The stamps and first day cover were designed by Ger Garland.

Bernardo O’Higgins is regarded as the Liberator of Chile. Born in Chile, Bernardo was the son of Ambrose O’Higgins, a Spanish officer of Irish origin who became Governor of Chile. The battle for Chilean Independence began in 1810 and by January 1817, the Royalist forces loyal to Spain were defeated and in 1818, Chile’s independence from Spain was proclaimed. Bernardo became the country’s first head of state, Director Supremo of Chile. However, his economic and social reforms were met with opposition and in 1823 he was forced to resign and went into exile in Lima, Peru, where he died in 1842.

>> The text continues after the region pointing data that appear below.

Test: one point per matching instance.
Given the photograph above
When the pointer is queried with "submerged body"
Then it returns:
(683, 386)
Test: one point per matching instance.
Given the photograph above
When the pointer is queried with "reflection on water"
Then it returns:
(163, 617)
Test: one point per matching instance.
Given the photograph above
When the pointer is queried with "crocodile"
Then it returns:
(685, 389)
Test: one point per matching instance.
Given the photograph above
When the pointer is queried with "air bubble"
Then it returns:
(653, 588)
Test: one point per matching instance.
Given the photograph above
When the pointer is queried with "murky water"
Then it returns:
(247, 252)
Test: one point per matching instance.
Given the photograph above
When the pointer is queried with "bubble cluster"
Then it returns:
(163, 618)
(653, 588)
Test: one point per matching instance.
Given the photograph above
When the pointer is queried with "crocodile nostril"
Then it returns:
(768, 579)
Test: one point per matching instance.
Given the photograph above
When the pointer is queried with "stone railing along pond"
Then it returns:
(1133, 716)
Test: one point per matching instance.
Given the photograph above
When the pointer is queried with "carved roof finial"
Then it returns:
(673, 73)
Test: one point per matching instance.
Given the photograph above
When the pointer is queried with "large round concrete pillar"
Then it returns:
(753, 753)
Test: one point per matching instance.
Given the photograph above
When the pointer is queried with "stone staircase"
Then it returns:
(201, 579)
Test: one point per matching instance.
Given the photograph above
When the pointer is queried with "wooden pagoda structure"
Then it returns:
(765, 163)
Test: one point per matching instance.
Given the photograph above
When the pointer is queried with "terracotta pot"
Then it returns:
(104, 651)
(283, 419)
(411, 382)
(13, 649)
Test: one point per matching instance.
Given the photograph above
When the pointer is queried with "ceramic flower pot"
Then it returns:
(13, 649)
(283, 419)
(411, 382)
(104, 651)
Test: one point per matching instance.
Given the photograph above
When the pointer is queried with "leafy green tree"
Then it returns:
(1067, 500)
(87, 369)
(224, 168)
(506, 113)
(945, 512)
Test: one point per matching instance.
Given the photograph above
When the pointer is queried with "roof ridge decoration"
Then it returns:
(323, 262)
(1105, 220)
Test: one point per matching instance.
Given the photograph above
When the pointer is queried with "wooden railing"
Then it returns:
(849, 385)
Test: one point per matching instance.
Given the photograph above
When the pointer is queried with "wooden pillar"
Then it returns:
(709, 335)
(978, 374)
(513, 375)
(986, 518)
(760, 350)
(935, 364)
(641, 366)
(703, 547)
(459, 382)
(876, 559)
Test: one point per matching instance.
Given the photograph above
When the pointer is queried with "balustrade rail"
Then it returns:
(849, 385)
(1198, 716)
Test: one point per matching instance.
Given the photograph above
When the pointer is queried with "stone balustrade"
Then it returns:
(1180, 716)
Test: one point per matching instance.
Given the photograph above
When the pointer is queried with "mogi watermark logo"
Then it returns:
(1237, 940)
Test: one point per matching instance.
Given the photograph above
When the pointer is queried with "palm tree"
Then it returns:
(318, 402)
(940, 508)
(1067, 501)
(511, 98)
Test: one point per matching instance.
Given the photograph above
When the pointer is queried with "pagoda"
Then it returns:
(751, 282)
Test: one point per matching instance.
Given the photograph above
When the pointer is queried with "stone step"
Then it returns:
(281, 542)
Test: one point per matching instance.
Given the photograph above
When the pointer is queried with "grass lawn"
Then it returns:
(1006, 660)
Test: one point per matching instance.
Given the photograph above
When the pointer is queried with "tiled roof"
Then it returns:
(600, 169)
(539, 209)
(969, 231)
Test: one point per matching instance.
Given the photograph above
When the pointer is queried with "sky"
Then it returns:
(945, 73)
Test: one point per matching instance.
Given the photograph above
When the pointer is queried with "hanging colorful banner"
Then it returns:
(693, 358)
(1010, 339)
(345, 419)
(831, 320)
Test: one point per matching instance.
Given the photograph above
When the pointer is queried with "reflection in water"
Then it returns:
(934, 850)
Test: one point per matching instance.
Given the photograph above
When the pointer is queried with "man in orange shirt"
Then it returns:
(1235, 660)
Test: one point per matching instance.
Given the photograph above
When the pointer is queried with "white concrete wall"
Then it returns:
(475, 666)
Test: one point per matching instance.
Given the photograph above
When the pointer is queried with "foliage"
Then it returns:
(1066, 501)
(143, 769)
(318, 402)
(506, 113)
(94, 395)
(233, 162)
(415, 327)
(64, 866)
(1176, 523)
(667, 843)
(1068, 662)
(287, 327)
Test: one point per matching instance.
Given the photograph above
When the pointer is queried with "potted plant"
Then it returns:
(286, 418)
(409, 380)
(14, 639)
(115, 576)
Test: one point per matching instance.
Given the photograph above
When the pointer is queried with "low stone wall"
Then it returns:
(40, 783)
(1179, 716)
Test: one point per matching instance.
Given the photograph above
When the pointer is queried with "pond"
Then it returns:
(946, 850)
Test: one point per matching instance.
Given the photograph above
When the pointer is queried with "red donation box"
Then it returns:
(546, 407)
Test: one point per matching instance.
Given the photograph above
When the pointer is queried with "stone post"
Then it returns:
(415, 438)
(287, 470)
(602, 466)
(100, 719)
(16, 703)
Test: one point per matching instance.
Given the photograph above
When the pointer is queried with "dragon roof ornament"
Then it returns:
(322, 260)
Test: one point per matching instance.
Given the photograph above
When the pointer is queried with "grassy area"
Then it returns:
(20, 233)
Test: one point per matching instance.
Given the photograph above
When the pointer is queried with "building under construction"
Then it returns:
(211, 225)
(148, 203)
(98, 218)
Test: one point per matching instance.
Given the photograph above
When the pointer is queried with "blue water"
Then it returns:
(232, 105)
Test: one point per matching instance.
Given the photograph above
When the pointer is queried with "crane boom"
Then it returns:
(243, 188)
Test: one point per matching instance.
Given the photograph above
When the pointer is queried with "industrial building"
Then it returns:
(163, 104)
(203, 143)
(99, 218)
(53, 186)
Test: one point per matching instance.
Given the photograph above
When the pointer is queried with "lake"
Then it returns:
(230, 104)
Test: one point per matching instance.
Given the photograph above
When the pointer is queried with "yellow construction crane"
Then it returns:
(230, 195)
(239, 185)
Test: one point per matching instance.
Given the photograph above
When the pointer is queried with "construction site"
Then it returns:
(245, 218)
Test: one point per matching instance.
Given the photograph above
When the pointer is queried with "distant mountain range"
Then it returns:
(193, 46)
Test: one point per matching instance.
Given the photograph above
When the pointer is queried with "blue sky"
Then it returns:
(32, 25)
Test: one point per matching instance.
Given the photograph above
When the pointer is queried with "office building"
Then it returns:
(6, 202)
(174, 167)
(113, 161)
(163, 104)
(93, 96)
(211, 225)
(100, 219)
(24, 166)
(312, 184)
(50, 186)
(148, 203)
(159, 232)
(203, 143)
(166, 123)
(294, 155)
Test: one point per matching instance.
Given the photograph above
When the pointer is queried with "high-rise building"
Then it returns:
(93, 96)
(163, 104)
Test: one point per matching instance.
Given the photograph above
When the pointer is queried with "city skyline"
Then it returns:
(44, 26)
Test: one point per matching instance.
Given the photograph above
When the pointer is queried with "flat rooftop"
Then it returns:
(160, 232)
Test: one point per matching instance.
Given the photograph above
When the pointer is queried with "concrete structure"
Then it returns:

John MacKenna was born in 1771. In 1787 he joined the Irish Brigade of the Spanish army. He sailed for Peru in 1796, and in Lima, the viceroy, Ambrose O’Higgins, appointed MacKenna Governor of Osorno. In 1809, MacKenna married Josefina Vicuna y Larrain, a Chilean woman with revolutionary connections. Bernardo O’Higgins appointed him as one of the key officers to fight the Spanish army of General Antonio Pareja. In 1811 he became Governor of Valparaiso. After a coup d’etat he was banished to the Argentine province of Mendoza. He died in Buenos Aires in 1814.